A Phase II trial of autologous hematopoietic stem-cell transplantation (aHSCT) has reported long-term suppression of all inflammatory activity in patients with aggressive multiple sclerosis, an outcome that emboldened one researcher to dare to utter the word "cure."

The treatment, which entails immunosuppressing patients with chemotherapy and antibodies before performing aHSCT, is the immune system equivalent of restoring a computer to factory settings. In the first phase of the treatment, destructive components of the immune system and immunological memory are wiped out, leaving the patient with something approaching a blank slate. The aHSCT, a procedure that entails harvesting bone marrow, processing it to remove mature immune cells and infusing it back into the patient, is then performed to rebuild the immune system.

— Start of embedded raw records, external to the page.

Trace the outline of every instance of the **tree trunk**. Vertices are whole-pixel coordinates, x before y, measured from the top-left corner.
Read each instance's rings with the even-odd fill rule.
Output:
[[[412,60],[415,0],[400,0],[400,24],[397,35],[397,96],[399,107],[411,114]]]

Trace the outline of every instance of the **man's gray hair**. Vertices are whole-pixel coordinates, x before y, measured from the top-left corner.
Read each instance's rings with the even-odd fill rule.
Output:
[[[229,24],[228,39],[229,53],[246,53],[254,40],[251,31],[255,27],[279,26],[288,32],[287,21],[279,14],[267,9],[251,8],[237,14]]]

Researchers hoped this would free patients with particularly aggressive forms of multiple sclerosis from the debilitating autoimmune effects of their conditions. And, while the trial carries the caveats typical of small, single-arm studies, the data appear to back up the hypothesis. Disease progression halted in 70% of the 24 participants in the Phase II trial. One-third of participants improved on the Expanded Disability Status Scale (EDSS) in the three years following treatment. A further one-third stayed at baseline, a notable result in itself given the aggressive nature of their conditions.

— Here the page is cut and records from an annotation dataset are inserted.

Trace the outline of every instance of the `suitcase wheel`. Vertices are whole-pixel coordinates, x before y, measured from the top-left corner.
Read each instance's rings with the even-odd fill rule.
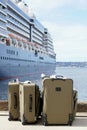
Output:
[[[26,124],[26,121],[25,121],[25,117],[24,117],[24,115],[23,115],[23,117],[22,117],[22,125],[25,125]]]

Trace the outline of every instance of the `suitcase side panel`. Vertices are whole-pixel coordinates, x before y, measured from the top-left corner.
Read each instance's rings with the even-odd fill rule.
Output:
[[[68,123],[72,113],[72,80],[46,79],[44,82],[43,113],[48,124]]]
[[[19,118],[19,83],[9,83],[8,110],[9,120]]]

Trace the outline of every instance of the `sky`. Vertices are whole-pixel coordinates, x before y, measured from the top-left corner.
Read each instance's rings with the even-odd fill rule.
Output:
[[[48,28],[57,61],[87,61],[87,0],[25,0]]]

The data have prompted some big claims. “Everyone is hesitating to use the 'c word,' but these patients are cured," Michael Rudnicki, director of the Regenerative Medicine Program and the Sprott Centre for Stem Cell Research at the Ottawa Health Research Institute, told Vox. "Jennifer Molson [one of the study participants] was in a wheelchair in a rehab center unable to work. And now she's skiing, she's working, she got married, got her driver's license. I think this is going to be the new standard of care for progressive MS." Rudnicki wasn’t involved in the research project.

Dr. Harold Atkins, who led the study, was more circumspect, noting that the study has followed the participants in the trial for, at most, 13 years. It is unclear how the patients’ conditions may change in the years ahead, both in terms of their multiple sclerosis and the other ailments that could arise as a result of their transplants. Other reasons for caution include the intensity of the treatment--one of the participants died--and the fact that around one-third of the subjects continued to progress on EDSS in the three years after the intervention.

The researchers behind the project think around 5% of multiple sclerosis patients will be eligible for the procedure, and that such restrictive inclusion/exclusion criteria were a major factor in the success of the study. “The strength of these data lies in the careful selection of patients with aggressive inflammatory disease who were deemed to have a very poor prognosis,” the researchers wrote in The Lancet.